You now what they say – if it walks like a duck, quacks like a duck and, moreover, smells like a duck . . . then it’s probably a chef.
That was certainly the case with me today. Last week, I was expecting a delivery of duck from our supplier, but it didn’t materialise. I had given up on it, presuming that Aspen House had now become too small a customer for them to worry about. Presumption is a dangerous thing and, to prove the point, a delivery turned up today. I don’t know if they were making up for lost ground or merely trying to compensate me for not turning up last week, or indeed anticipating my next order and getting it in while they could. Whatever the reason, our sunny delivery man materialised this morning clutching a large tray laden with a big bag of duck legs and a whole pile of carcases.
Last week, the idea was to prepare just a few confit duck legs to have in stock (bit of an Aspen House favourite). Nothing too onerous, or beyond the capacity of our domestic kitchen. For this I needed a couple of duck carcases to render down so that I could have some fat for the confit legs. But that was last week.
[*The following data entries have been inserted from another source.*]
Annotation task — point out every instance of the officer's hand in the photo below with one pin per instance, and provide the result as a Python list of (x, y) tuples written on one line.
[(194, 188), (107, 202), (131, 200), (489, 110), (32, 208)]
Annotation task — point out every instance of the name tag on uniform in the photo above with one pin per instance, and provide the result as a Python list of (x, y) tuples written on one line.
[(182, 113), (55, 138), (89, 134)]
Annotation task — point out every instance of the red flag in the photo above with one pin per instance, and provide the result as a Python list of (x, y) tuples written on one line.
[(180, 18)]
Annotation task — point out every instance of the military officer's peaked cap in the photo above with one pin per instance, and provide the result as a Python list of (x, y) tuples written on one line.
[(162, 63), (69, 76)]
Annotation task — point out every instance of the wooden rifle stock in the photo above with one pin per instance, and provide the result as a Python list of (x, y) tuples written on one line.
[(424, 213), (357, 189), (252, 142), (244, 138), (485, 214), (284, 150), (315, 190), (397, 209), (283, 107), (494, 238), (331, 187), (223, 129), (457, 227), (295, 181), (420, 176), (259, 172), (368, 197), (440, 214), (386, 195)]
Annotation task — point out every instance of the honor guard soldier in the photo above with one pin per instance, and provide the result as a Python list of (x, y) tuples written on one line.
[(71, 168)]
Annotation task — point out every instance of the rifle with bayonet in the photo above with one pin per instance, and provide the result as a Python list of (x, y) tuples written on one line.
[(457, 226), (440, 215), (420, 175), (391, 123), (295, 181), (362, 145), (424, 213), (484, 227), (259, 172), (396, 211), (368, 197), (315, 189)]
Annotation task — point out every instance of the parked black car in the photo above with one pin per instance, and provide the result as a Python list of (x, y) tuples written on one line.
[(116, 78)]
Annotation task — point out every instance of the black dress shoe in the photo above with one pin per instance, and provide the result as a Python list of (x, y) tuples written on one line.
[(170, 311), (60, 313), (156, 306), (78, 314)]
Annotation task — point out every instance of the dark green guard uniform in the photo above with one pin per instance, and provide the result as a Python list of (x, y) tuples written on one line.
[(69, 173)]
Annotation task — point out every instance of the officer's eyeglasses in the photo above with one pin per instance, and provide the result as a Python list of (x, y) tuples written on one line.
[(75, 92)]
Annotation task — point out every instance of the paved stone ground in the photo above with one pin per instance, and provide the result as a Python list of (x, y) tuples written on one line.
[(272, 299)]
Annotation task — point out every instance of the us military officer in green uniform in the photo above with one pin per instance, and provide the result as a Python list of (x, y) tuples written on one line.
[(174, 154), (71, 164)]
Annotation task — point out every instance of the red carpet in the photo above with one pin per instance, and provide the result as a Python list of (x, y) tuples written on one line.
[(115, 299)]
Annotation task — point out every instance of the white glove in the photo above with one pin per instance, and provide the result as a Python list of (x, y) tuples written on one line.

I didn’t want them this week – especially on a day when our rotting kitchen windows were being replaced, and Simon the Builder was having to cut through the irregularities around the existing window frames with a disc cutter.
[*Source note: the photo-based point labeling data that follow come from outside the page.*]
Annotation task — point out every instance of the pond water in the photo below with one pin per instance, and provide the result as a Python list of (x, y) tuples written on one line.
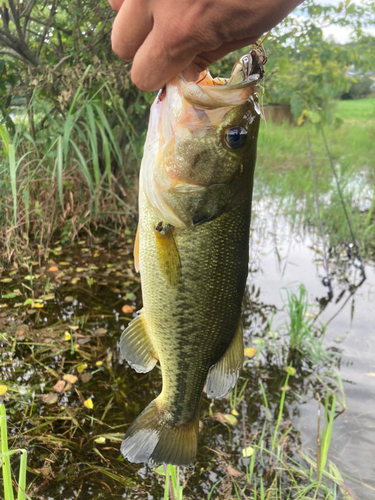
[(286, 254), (87, 295)]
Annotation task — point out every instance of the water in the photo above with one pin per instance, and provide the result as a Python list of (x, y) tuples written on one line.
[(288, 255), (74, 450)]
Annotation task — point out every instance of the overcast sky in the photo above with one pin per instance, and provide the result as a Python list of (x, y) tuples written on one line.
[(340, 33)]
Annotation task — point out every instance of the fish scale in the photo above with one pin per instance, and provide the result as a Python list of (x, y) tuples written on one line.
[(193, 240)]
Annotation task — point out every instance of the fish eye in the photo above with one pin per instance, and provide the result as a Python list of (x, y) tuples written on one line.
[(235, 137)]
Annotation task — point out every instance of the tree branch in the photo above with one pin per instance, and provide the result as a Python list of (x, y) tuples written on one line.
[(26, 13), (46, 27)]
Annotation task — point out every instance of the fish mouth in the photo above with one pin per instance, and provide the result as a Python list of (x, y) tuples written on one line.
[(210, 93)]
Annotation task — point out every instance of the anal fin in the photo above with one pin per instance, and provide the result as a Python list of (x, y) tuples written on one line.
[(153, 438), (136, 346), (222, 376)]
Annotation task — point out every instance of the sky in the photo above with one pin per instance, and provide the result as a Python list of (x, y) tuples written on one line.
[(339, 33)]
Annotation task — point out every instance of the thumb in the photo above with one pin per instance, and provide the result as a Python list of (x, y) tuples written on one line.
[(156, 63)]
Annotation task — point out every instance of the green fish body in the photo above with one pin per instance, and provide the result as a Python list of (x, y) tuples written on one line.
[(196, 186)]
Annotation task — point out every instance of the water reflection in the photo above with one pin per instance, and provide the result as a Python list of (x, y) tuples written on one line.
[(283, 254)]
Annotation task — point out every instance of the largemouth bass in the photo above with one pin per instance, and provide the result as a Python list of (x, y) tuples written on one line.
[(192, 249)]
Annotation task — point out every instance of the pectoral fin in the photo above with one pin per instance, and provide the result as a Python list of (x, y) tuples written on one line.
[(168, 256), (223, 376), (136, 346)]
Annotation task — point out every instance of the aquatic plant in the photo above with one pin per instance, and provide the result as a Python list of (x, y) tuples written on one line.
[(5, 459)]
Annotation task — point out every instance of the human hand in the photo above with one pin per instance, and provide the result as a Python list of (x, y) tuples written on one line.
[(166, 37)]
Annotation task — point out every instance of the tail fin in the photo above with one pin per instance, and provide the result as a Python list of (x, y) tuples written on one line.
[(152, 438)]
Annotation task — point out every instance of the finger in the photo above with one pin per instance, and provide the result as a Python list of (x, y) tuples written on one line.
[(226, 48), (116, 4), (130, 28), (160, 58)]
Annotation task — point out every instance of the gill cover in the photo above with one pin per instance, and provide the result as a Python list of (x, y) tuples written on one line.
[(182, 140)]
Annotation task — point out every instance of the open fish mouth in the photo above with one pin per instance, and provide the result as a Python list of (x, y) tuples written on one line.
[(188, 125), (212, 93)]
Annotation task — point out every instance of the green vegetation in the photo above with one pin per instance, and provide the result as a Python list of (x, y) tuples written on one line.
[(5, 459), (284, 173), (72, 129)]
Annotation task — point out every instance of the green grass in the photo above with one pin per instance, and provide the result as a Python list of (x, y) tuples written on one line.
[(359, 109), (5, 459), (283, 172)]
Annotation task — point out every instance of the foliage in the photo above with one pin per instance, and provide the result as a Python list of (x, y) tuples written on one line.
[(5, 455), (308, 71)]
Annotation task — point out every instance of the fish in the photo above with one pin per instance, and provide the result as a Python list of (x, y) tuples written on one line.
[(192, 251)]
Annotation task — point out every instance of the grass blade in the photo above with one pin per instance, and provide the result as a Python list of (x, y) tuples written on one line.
[(7, 476)]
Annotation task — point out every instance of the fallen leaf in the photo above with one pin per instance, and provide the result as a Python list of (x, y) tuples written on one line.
[(50, 398), (86, 377), (127, 309), (81, 367), (89, 404), (310, 315), (48, 296), (59, 386), (285, 388), (247, 452), (233, 472), (225, 418), (250, 352), (72, 379), (100, 440)]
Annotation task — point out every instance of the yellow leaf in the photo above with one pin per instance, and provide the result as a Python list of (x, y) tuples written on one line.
[(310, 315), (48, 296), (127, 309), (72, 379), (247, 452), (81, 367), (100, 440), (3, 389), (89, 404), (225, 418), (250, 352)]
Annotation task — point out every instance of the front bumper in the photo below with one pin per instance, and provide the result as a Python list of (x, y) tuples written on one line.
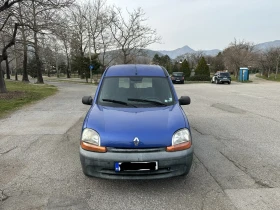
[(169, 163)]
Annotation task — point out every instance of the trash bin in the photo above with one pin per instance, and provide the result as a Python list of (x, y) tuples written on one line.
[(243, 74)]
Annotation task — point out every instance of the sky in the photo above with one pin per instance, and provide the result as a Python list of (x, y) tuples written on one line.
[(208, 24)]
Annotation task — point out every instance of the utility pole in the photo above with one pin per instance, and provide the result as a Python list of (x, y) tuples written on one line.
[(89, 48)]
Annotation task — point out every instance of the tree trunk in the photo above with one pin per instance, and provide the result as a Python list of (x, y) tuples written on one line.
[(3, 88), (16, 62), (277, 65), (36, 48), (67, 67), (38, 61), (24, 71), (7, 69)]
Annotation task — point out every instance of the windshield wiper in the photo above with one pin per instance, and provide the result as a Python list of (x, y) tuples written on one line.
[(148, 101), (118, 102)]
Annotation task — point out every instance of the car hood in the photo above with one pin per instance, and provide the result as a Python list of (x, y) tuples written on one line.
[(118, 127)]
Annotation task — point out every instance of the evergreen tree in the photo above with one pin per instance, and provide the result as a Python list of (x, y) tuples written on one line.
[(185, 68), (202, 68)]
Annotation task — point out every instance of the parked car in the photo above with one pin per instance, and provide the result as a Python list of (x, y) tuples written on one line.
[(135, 127), (178, 77), (221, 77)]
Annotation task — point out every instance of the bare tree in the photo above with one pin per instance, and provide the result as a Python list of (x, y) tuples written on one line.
[(239, 54), (132, 35)]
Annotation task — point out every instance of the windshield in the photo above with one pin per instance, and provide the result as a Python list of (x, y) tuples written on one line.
[(177, 74), (135, 91)]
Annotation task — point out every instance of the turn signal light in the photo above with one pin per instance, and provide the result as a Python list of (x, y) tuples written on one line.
[(93, 148), (179, 147)]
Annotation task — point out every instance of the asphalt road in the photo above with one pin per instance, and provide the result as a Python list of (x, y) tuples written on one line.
[(236, 133)]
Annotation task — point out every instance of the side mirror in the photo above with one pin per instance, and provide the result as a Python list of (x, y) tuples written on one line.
[(87, 100), (184, 100)]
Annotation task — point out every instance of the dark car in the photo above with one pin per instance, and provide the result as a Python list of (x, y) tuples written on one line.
[(135, 127), (221, 77), (178, 77)]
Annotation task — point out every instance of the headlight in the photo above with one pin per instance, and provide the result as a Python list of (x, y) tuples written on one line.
[(91, 136), (181, 136), (181, 140)]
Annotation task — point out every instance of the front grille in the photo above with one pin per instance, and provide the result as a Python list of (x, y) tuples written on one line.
[(126, 150)]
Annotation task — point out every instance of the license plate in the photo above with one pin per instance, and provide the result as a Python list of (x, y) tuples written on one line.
[(136, 166)]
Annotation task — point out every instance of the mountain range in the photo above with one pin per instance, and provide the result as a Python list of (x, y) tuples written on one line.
[(186, 49)]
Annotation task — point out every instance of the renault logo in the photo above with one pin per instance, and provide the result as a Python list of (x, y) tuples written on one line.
[(136, 141)]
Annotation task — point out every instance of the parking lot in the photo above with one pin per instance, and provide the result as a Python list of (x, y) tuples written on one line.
[(235, 130)]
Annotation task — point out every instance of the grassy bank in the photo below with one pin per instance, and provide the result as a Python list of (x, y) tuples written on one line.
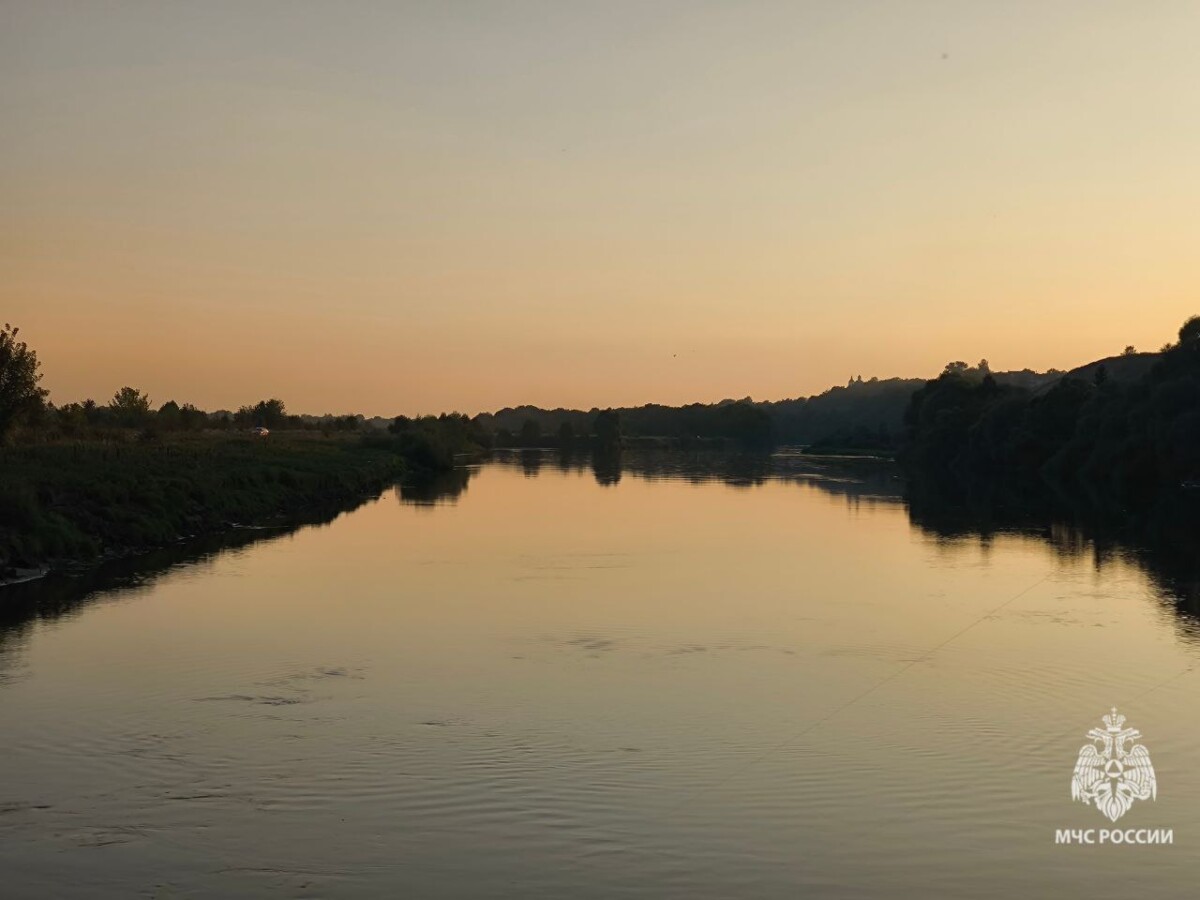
[(79, 501)]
So what did I get? 24 duck legs and a dozen carcases. And nowhere to prepare them in a kitchen rapidly filling with brick dust. I had to rely on the accommodating nature of the Aged Ps next door, with Sally’s Mum kindly giving me the run of her kitchen so that I could work in a dust-free environment. Not being up to the speed of your average TV celebrity chef, it took me some time to strip the fat from the carcases, cut it up and render it down in a very big pot. Then there was the stock to make from what was left of the carcases, plus the legs and wings to salt and set aside for six hours.
I started cooking legs and wings around 6.00pm. With only a domestic oven and a couple of large trays, the whole thing has to be done in three batches at around 1½ – 2 hours each, with other little jobs in between, including making the stock in three batches because I do not have a pot big enough to take a dozen duck carcases at the same time. I finished some time after midnight, by which time I had 24 finished confit legs, 24 wings and other scraps of meat (enough to make a substantial pot of rillettes), about six pints of duck fat (for roast potatoes – mm, mmm) and about a gallon of good stock. Not a bad day’s work really. Except for the fact that, yes – I really did smell like a duck.